Coding and Its Value

Has anyone ever seen the movie “The Social Network (I’m assuming you have, if not check out the video below)? Do you recall the raucous scene in the middle of the movie when several students engage in a hacking/coding competition for jobs with Facebook? That’s what I think of when confronted with the term, “coding.” Obviously, I have had very limited exposure to it, but if I was asked to describe it in three words with my level of experience (or inexperience), I would say, “Complex, scientific, useful.”

 

The history of coding can be traced back to the creation of the internet and the first published website circa 1981. In the 1980s, hypertext coding was used until the World Wide Web came into being in 1994, and HTML replaced it becoming the coding language. In this age, web design was very simple, and there was little variation in text, layouts and graphics. In the following years, HTML 2 and HTML 3 would be launched, and animated images emerged thanks to .gif, and Flash. Today, there are coding tools such as Flash, Cloud9, CodePen, CSSDesk etc.

Over the past few years, the pervasiveness of learning the practice of coding among general audiences has risen at impressive rates. As this New York Times piece substantiates, coding classes have never been more popular, and companies are being launched to help the swarms of young and older professionals to acquire this skill. Many see it as “a critical investment into one’s future. . . and a great way to increase your earning capacity.” This trend also points to an upsurge of interest in technological fields.

From the New York Times article: According to the Computing Research Association, the number of students who enrolled in computer science degree programs rose 10 percent in 2010, the latest year for which figures are available.

 

The value is certainly there to learn coding, but my question is just how necessary a skill can it become? Will there ever be a time where all professionals will need to learn the skill to be considered “qualified?” At any rate, maybe I better pick up some night classes this summer..

6 thoughts on “Coding and Its Value

  1. Great post Adam! I (regrettably) did exactly what Dr. Kerr recommended and did one of the coding tutorials on Lynda.com and it was painful. The tutorial does a great job of explaining and going through all the steps of coding, but the entire time I found myself asking the same questions you posed at the end of your blog. Is it an essential skill in the digital age we’re living in for people in fields like history to fully grasp skills such as coding?

  2. I wonder the same things about coding myself. Is it really a skill that will be necessary for most professional occupations in the future? I bet by then there will be tools to make the programming process easier.
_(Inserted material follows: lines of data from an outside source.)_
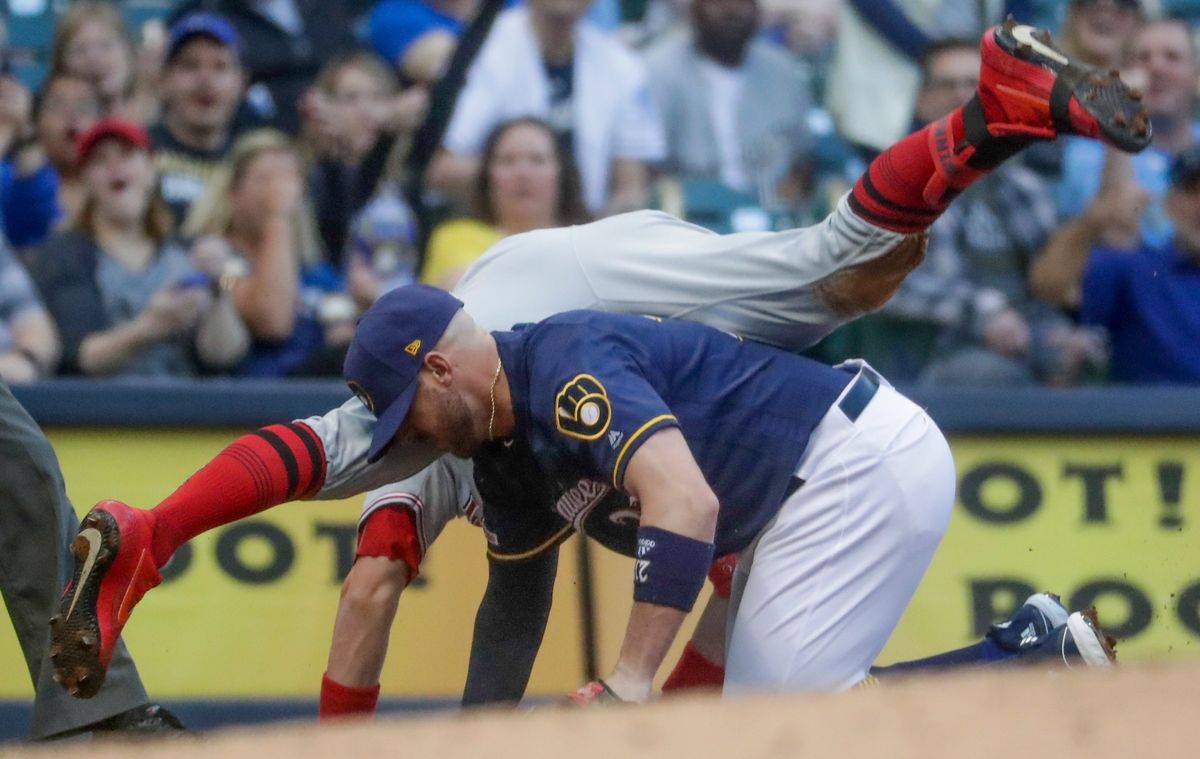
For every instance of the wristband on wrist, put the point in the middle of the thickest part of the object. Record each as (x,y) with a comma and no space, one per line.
(671,568)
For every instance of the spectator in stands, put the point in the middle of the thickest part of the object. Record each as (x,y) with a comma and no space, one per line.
(528,181)
(202,85)
(283,45)
(29,346)
(289,297)
(418,36)
(545,60)
(354,120)
(1164,55)
(747,125)
(1098,31)
(1146,297)
(91,42)
(39,180)
(965,315)
(126,298)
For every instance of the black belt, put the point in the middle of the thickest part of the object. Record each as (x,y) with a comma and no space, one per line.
(862,389)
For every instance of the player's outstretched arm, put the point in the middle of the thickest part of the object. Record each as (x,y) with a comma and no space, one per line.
(675,550)
(509,627)
(365,613)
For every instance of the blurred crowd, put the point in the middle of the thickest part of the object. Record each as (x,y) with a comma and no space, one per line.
(221,186)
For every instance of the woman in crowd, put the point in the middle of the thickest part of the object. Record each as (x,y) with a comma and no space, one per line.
(40,179)
(126,298)
(358,125)
(93,43)
(527,181)
(29,346)
(289,297)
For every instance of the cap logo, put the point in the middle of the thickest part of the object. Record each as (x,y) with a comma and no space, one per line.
(361,394)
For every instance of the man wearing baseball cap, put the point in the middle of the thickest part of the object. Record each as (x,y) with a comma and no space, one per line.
(202,88)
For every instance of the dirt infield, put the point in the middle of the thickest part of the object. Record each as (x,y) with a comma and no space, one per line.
(1143,711)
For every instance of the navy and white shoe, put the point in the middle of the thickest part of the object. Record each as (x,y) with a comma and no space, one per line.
(1037,617)
(1080,639)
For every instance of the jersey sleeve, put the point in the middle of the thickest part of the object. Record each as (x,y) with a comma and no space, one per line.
(593,402)
(435,496)
(345,436)
(519,514)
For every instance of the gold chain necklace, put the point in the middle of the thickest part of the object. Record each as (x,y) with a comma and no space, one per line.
(491,420)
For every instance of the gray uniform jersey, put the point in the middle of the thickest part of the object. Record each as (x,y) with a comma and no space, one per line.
(763,285)
(442,491)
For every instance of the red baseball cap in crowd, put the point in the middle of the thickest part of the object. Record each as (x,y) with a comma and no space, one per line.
(120,129)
Just as we can navigate the internet today without understanding exactly how we are doing so, there will likely be shortcuts to digital design in the future that will render the process inanely simple.

  3. Great post, Adam! I agree, while coding seems very useful, just how useful will it be–will it remain a specialized job, or will it end up being something that we all should know how to do? At the very least, it seems from class last night that it is important to have the basic understanding not only of what it does and how it works, but also its potential. If we as historians are not informed and aware of the technology, how can we make sure that digital technology will develop in a way that is useful to our practice?

  4. Adam, bonus points for posting a clip with Andrew Garfield. I have to agree with Dr. Kerr, lynda.com might be your best bet here. More and more people are getting degrees in computer science so it seems like we will not have to bite the bullet and learn how to do the coding ourselves. But what if you work in a tiny house museum and can’t afford to hire a coding person? Or what if you are a history professor in a hallway of other history professors and your course website is screwed up and you have no idea what to do? As much as we all hate it, I think it’s going to be beneficial for all of us to learn some basic coding or at least know the jargon. That way when we are stuck waiting 3 hours for the geek squad we can at least start the healing process!

  5. I think that what our guest speaker, Patrick Murray-John, said was true. We may not need to be completely qualified coders (and thank goodness for that…I couldn’t figure out how to do anything in our class practice that day) but we do need to be familiar with the vocabulary and the ideas behind coding so we can successfully interact with the specialists. Coding is an inescapable part of our world, and in order to work with the right people and communicate so we get what we want and need, it will be important to have even the most basic understanding of what coding is, how it works, and what the possibilities are.